Overwegende dat de werf die aan de grondslag ligt van de goedkeuring van dit reglement een gewestelijke werf is;

Dat bijgevolg, hoewel het huidige gewestelijke wettelijke kader de Regering niet toelaat om rechtstreeks in te grijpen op dit gemeentelijke plein, de Regering van mening is dat het Gewest de financiële last van het mechanisme dat door het gemeentelijk reglement wordt geïnstalleerd, dient te dragen (met dien verstande dat bovendien de mogelijkheden om deze kost geheel of gedeeltelijk te recupereren bij de onderneming die verantwoordelijk is voor de vertraging van de werf zullen worden onderzocht);

Op voorstel van de Minister bevoegd voor Mobiliteit en Openbare Werken en de Minister van Economie;

Na beraadslaging, Besluit :

Artikel 1.Een subsidie van een bedrag van maximum 300.000,00 euro wordt toegekend aan de Gemeente Jette.
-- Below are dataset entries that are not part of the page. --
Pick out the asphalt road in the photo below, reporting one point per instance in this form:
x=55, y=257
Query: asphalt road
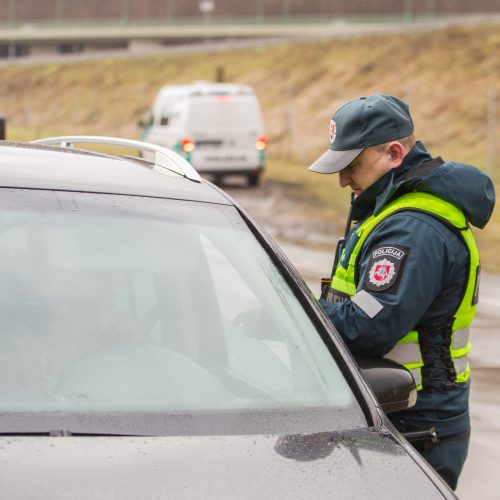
x=281, y=216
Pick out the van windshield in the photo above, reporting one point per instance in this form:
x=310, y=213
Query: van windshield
x=225, y=113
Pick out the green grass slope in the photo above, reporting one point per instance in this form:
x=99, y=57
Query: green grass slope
x=448, y=76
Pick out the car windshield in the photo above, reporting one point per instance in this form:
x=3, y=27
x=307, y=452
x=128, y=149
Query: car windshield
x=119, y=309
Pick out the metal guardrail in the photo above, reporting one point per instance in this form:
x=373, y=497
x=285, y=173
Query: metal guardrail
x=163, y=157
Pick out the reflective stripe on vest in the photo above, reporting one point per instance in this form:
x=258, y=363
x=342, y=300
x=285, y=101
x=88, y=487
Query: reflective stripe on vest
x=407, y=350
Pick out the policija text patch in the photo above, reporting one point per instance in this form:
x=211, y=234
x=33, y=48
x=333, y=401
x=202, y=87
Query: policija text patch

Deze subsidie is bestemd om de uitgaven te dekken die door de Gemeente Jette worden gedaan binnen het kader van haar reglement van 28 februari 2018 betreffende de forfaitaire schadevergoeding van handelaars waarvan de activiteit op een uitzonderlijke wijze werd belemmerd door de gewestelijke werf in uitvoering op het Koningin Astridplein.

Art. 2.De subsidie wordt aangerekend op het artikel BA 17.002.27.01.4322 van de Algemene Uitgavenbegroting van het Brussels Hoofdstedelijk Gewest voor de begrotingsjaren 2018 en 2019, binnen de grenzen van de beschikbare kredieten.

De subsidie wordt beheerd door de Directie Coördinatie van de Bouwplaatsen, Gewestelijke Overheidsdienst Brussel, Brussel Mobiliteit, CCN, Vooruitgangstraat 80, bus 1, te 1035 Brussel.

Art. 3.Er zal melding gemaakt worden van de steun van het Brussels Hoofdstedelijk Gewest binnen alle communicatie omtrent het gemeentelijk besluit van 28 februari 2018 en het huidig besluit, in het bijzonder in de communicatie naar de media.

Elke schriftelijke communicatie zal het logo van het Brussels Hoofdstedelijk Gewest dragen, met inachtneming van de huisstijl van de Gewestelijke Overheidsdienst Brussel van augustus 2014.

Art. 4.§ 1. De betaling van de subsidie bedoeld in het 1ste artikel gebeurt in twee schijven, op de bankrekening van de gemeentelijke administratie BE92 0910 0015 4623 : 1° een eerst schijf van 180.000,00 euro wordt onmiddellijk betaald na de bekendmaking aan de gemeente van het huidig besluit; 2° het saldo van maximum 120.000,00 euro wordt betaald na verificatie door de bevoegde rekenplichtige van een door de gemeente opgelegde schuldvordering, vergezeld van de in de § 3 bedoelde bewijsstukken. § 2. De schuldvordering is opgesteld op papier met briefhoofd en wordt gedateerd en ondertekend door een persoon die ertoe gemachtigd is de gemeente te verbinden met melding van : - de reden van de betaling, - het bedrag waarvan betaling wordt gevraagd, - het visumnummer voor vastlegging, - het bankrekeningnummer waarop dit bedrag moet worden gestort.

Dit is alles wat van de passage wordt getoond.